The growing public support for refugees in the Trump era extended beyond the Syrian civil war. Indeed, the percentage of Americans who said that taking in civilian refugees who are trying to escape violence should be a very or somewhat important goal of U.S. immigration policy increased by double digits in Pew polls fielded in December 2016 and September 2019 (61 percent to 72 percent, respectively). Meanwhile, the share of HuffPost/YouGov respondents who said “the U.S. does not have a responsibility to take in refugees fleeing from other countries” decreased from 54 percent in 2015 to 42 percent in 2019. And 2019 polls conducted by Gallup, CNN and Fox News all showed majority support for accepting Central American refugees into the U.S.
The more welcoming context is one important reason why we’re now seeing stronger support for Afghan refugees than previous asylum seekers. Despite that high-profile fear-mongering, early polling on the issue shows relatively weak opposition to resettling Afghans in the U.S. The majority of voters in an AugustMorning Consult poll supported relocating Afghan refugees in the U.S., while just one-third were opposed. Support was even stronger in the latest Washington Post/ABC News poll, where 68 percent strongly or somewhat favored the U.S. taking in Afghan refugees after security screenings. And Americans are especially supportive of Afghans who helped U.S. forces during the 20-year war, with a whopping 81-percent of those surveyed by YouGov/CBS News saying we should help Afghans who worked with American troops come to the U.S.
That strong sense of obligation toward Afghans who’ve helped us has also sharply divided Republican politicians. While some of the loudest conservative voices in the country are now stoking fears of Afghan refugees, many Republican politicians have argued that we have a moral obligation to accept them into the U.S. — especially Afghans who directly helped American efforts over the past two decades. This includes several Republican governors who’ve already agreed to accept Afghan refugees into their states.
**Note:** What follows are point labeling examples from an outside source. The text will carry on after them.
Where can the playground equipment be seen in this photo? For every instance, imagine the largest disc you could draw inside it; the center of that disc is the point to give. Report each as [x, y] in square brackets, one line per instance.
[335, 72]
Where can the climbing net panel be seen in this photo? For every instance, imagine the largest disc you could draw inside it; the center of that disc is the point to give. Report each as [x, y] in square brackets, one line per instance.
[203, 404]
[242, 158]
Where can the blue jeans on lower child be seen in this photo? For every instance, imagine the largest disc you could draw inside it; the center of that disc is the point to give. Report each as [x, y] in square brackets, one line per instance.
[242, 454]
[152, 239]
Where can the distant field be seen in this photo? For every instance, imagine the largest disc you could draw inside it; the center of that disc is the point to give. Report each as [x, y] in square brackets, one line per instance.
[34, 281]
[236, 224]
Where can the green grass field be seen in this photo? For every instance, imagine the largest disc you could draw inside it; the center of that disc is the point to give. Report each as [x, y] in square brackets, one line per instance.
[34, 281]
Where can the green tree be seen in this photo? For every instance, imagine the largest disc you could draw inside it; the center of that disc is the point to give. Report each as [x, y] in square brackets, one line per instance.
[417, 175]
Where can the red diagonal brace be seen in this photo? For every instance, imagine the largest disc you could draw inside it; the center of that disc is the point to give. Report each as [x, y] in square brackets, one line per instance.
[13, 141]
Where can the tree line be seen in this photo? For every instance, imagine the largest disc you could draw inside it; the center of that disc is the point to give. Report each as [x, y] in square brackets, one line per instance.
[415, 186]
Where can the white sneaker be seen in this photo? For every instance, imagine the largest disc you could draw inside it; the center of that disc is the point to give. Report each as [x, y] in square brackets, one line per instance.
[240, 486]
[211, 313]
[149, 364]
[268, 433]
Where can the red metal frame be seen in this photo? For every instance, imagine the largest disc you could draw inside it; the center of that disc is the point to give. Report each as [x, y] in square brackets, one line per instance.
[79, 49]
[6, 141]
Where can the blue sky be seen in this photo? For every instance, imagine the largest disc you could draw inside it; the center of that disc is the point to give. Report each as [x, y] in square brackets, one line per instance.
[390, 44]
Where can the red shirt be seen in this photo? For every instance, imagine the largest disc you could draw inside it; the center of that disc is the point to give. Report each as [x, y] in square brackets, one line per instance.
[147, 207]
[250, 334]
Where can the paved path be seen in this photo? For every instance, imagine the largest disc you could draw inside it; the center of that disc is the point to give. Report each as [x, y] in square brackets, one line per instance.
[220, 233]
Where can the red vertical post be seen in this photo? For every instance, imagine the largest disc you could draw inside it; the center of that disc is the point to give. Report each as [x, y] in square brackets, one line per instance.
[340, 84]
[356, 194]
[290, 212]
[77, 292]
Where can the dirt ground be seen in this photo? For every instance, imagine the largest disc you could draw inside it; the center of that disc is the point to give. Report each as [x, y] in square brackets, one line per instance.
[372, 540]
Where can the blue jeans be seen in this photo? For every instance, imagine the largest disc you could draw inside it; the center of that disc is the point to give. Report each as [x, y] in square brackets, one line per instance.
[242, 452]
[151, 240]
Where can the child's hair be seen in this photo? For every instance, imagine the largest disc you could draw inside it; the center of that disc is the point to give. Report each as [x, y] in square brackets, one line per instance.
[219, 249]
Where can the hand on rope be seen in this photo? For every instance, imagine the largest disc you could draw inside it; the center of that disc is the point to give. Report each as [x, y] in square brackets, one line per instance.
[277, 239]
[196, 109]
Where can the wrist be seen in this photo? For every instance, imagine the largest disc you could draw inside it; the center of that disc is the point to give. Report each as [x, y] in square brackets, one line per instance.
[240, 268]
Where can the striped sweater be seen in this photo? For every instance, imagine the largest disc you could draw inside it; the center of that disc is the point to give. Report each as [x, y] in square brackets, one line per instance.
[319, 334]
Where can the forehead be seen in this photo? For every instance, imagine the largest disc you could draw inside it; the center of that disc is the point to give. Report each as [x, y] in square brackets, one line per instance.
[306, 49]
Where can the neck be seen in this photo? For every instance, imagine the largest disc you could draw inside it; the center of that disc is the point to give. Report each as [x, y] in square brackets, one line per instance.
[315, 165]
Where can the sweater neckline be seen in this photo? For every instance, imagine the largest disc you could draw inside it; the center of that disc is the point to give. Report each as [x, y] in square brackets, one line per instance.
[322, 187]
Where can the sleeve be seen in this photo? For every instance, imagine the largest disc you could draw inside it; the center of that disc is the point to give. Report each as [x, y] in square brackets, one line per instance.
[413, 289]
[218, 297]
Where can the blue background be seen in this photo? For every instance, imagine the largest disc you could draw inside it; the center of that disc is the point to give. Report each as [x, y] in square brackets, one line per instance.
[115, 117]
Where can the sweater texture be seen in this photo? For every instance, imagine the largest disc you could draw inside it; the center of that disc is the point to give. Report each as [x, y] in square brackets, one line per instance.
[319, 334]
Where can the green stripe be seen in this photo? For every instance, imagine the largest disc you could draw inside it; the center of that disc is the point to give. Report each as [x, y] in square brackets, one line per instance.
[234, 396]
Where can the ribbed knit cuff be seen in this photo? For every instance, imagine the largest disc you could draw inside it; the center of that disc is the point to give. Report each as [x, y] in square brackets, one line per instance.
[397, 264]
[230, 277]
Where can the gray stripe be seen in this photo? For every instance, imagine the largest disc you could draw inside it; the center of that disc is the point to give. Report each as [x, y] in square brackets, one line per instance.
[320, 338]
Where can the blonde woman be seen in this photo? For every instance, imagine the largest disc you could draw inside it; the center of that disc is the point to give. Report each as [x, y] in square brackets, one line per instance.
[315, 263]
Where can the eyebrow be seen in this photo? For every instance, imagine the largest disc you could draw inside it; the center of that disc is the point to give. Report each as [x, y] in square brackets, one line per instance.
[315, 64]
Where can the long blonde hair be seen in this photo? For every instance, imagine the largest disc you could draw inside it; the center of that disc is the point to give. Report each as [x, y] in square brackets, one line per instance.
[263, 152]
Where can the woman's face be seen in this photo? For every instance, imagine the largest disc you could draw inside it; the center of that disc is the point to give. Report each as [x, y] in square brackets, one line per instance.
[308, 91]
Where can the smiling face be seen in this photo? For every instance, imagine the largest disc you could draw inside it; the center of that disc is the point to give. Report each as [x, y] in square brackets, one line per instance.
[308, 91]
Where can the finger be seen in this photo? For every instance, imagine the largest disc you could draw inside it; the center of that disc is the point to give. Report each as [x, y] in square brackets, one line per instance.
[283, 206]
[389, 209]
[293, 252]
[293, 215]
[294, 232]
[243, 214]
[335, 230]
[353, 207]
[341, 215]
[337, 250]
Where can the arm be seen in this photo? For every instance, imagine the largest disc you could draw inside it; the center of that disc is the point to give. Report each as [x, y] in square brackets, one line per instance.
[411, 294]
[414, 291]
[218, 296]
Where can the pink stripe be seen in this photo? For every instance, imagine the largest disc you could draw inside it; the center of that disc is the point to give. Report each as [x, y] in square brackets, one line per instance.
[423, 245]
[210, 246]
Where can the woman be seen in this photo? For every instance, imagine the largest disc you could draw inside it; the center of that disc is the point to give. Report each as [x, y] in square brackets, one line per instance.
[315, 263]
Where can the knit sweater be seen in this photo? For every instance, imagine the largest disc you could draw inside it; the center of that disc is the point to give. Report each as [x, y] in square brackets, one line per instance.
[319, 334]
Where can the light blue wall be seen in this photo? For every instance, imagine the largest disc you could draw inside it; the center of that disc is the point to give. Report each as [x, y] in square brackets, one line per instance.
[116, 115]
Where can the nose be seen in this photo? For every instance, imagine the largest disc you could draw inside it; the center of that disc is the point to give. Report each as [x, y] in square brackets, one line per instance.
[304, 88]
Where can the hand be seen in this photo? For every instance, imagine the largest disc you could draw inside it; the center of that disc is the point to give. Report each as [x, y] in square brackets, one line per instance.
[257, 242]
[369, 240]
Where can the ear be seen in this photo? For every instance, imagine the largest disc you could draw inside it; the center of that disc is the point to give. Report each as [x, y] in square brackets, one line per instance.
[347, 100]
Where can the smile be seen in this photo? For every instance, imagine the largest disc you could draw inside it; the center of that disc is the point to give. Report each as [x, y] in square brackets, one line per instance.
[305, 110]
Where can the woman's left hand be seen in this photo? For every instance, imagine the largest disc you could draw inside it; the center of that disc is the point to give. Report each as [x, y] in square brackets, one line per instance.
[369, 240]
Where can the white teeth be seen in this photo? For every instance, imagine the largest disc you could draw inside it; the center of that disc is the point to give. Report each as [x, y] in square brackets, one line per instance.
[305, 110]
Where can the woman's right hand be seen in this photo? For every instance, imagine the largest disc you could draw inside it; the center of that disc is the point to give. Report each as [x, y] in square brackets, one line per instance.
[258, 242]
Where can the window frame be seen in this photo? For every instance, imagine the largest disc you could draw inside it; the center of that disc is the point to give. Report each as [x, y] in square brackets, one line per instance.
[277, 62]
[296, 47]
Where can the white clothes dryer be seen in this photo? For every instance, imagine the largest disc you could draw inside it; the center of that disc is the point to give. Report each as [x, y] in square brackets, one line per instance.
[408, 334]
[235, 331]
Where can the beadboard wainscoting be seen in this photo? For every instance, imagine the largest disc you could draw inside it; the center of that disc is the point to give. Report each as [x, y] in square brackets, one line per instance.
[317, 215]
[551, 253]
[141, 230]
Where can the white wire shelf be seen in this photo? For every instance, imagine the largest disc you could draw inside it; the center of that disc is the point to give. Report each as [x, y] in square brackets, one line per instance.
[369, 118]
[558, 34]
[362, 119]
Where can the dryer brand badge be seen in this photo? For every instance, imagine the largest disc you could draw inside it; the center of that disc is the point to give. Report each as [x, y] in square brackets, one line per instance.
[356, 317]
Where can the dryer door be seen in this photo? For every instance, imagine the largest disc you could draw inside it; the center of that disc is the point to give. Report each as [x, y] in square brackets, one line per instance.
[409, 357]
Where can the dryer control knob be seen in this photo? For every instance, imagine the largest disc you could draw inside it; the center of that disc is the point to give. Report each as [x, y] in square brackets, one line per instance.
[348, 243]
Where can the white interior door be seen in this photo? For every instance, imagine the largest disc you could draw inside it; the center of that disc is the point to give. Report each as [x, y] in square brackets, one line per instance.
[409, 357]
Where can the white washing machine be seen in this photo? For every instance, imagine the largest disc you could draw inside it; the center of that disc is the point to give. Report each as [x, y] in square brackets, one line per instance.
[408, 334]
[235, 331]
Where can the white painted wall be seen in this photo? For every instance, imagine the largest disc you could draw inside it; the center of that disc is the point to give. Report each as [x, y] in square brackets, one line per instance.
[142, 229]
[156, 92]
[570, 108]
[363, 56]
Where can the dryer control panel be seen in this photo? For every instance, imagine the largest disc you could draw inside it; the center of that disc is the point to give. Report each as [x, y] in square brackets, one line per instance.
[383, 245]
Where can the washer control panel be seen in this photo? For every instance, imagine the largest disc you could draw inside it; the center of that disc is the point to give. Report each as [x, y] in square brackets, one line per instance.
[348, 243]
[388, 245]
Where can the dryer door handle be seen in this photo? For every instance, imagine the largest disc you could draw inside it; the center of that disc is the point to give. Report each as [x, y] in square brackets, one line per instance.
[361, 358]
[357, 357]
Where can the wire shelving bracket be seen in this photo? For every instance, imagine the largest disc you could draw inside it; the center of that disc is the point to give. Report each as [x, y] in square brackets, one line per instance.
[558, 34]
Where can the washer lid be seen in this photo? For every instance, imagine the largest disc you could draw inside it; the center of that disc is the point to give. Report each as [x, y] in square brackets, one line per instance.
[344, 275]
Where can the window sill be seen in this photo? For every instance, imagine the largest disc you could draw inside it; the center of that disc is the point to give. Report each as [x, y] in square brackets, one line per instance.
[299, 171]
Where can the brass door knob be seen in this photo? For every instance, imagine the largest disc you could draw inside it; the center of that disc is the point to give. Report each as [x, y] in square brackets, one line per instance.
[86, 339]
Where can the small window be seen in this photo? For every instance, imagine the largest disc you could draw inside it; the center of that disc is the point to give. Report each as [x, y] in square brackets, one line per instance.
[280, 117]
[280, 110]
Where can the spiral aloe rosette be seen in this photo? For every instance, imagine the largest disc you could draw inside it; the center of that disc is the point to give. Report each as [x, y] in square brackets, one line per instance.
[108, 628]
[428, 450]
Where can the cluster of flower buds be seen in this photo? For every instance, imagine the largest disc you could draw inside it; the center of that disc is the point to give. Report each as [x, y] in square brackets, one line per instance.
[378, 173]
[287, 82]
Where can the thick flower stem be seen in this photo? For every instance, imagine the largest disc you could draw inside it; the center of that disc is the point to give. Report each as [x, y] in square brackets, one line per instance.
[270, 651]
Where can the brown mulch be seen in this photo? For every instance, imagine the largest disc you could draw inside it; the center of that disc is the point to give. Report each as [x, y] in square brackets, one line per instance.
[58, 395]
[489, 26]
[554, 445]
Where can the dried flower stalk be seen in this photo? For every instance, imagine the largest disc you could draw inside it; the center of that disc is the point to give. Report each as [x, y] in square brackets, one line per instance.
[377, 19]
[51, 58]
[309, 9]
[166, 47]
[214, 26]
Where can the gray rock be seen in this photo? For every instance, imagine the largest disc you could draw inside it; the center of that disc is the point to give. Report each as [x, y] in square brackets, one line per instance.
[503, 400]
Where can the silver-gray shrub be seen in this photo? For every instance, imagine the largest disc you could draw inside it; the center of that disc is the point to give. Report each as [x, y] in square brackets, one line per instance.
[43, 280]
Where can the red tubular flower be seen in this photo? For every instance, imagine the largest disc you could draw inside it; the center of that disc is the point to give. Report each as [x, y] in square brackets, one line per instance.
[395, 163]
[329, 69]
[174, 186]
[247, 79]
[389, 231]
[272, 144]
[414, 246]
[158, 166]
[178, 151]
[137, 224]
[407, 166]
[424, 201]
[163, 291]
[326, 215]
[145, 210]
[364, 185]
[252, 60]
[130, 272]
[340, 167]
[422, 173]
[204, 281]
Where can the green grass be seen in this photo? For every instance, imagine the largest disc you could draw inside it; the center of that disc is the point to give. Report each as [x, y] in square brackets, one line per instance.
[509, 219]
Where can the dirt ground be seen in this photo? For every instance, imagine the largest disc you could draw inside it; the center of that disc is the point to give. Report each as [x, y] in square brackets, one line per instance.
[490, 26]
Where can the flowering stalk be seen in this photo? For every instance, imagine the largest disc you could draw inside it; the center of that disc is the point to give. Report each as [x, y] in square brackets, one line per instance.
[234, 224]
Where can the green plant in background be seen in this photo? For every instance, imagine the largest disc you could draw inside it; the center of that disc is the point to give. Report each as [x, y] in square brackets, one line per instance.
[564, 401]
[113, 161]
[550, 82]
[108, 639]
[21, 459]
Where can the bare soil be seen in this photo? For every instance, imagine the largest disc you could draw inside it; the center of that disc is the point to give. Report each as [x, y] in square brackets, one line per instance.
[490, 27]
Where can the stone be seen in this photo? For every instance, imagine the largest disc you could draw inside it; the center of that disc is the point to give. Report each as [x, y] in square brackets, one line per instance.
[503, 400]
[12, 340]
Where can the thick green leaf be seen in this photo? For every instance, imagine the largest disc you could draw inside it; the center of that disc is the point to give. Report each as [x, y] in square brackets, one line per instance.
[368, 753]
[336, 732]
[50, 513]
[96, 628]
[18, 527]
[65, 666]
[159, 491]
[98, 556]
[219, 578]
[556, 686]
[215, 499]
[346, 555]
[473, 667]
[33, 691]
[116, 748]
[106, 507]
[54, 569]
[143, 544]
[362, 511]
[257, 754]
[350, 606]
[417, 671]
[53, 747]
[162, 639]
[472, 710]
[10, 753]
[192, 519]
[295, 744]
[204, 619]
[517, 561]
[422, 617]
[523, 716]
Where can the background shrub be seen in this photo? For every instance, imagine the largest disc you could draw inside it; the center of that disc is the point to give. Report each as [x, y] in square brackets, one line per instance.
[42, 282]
The schism within the GOP makes it all the more difficult to mobilize public opinion against Afghan refugees. When party leaders are unified on an issue, their supporters tend to adopt those same positions. But the mixed messages on this issue make it difficult to galvanize the same unified opposition that rank-and-file Republicans have increasingly shown toward President Biden’s other immigration policies. This could change, of course, as moderate voices in the GOP have often been drowned out by the Trumpian wing of the party, and, as mentioned, public opinion tends to move against the president’s positions — it’s Biden, not Trump, in the White House now.
But so long as several prominent Republicans feel obliged to accept Afghan evacuees, it will be harder for right-wing fear-mongering to change the country’s consistently strong support for Afghan refugees seeking asylum in the U.S.